Wednesday, January 11, 2012

Melanie From The Mesothelioma Cancer Alliance

Hi everyone! As most of you know I have just started this blog back in July. I am super excited for my first guest post! Melanie (She has a health blog here) reached out to me striving to reach out to others about reaching your goals; the perfect topic for the New Year! Also, if you could do me a favor and check out her cancer alliance blog that would be wonderful, there are a lot of inspirational stories that are being told. O-kay so enough of me writing...

      With the beginning of the new year, many people have set new goals for improvements in their life and health. Whether patients are suffering from cigarette addiction, diabetes, obesity or mesothelioma, setting goals can have a positive outcome on longevity, pain management and quality of life. Focusing on goal attainment can improve feelings of self-worth and personal satisfaction while improving the quality of life, regardless of one's prognosis. To set positive and practical goals one must maintain several elements.

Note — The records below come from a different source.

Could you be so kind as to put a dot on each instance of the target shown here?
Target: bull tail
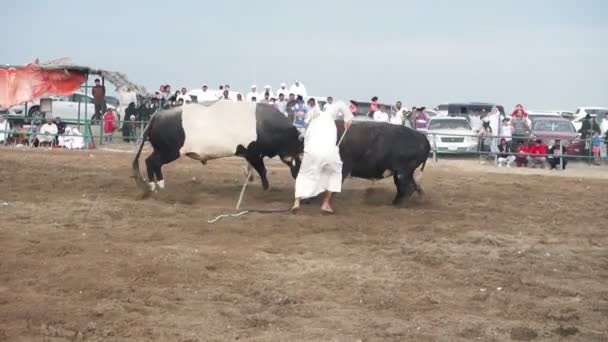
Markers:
(422, 166)
(139, 180)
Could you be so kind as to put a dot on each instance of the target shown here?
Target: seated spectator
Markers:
(380, 115)
(521, 159)
(5, 130)
(537, 151)
(504, 156)
(109, 124)
(555, 156)
(47, 133)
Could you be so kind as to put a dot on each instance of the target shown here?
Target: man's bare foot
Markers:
(327, 209)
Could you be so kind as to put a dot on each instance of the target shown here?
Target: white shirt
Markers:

       First, Don’t be afraid to think outside of the box and make constraints that are reasonable. It would be unreasonable to expect oneself to write a book in 24 hours. However, writing a book within 6 months is attainable! Setting reasonable time frames for goals encourages the successes that build self-confidence and self-esteem. Setting unreasonable time-frames will create feelings of failure, so this is the first important element of goal setting.

       Secondly, goals must be personally meaningful, but small enough to achieve within the allowable time-frame. Setting a time-frame of 12 months to loose 120 pounds, for instance, might be intimidating. But a goal to loose 10 pounds per month would achieve this goal in more manageable steps and allow one to build confidence with each monthly success.

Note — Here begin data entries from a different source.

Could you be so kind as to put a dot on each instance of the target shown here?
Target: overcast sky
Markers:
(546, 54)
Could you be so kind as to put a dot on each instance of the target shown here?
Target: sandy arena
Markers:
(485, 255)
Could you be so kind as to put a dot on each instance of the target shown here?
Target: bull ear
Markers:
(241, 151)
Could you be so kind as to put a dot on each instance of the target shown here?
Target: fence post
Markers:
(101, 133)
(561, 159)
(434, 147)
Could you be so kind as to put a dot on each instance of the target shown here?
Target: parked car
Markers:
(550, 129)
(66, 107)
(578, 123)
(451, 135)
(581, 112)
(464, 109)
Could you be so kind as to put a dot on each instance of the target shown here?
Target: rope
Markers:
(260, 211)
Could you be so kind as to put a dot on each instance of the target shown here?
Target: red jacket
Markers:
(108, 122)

       Next, good goal setting is measurable. This allows the goal-setter to monitor and improve their techniques. When goals are met, it also acts as a cue for celebration of a worthy achievement. For instance, setting a goal to "eat a better diet" provides no means for knowing whether it has been obtained. However, setting a goal to eat no more than 2000 calories per day, with at least 24 grams of fiber, is specific, measurable and attainable.

       Good goal setting also includes a specific plan for achieving the measurable outcome. If, as above, one were planning a 2000 calorie diet, the plan might include means for measuring the calorie content of foods, methods for tracking ingested foods on a daily basis and ways to determine the food's fiber content.

       Finally, goal setting should include a means for keeping on track with plans. Most people find it easy to set goals with a little practice, but difficult to carry through with them consistently, because most goals require a consistent change in behavior. The easiest methods for helping oneself stay on track with new goals is to post pertinent reminders in logical locations. For dietary changes, posting goal reminders and tracking successes is often done in the kitchen or on the refrigerator door. Other goals, such as remembering to take needed medications, may require other cues. Consider using the alarm-clock setting on a cell phone for time-sensitive items.

       These elements of goal setting, including timeliness, personal meaning, measurement and planning will ensure a more positive outcome and can be applied to any worthy goal from relaxation to pain management. As each goal is reached, don't forget the importance of celebration and self-congratulations. Reaching goals deserves self-acknowledgement and builds confidence.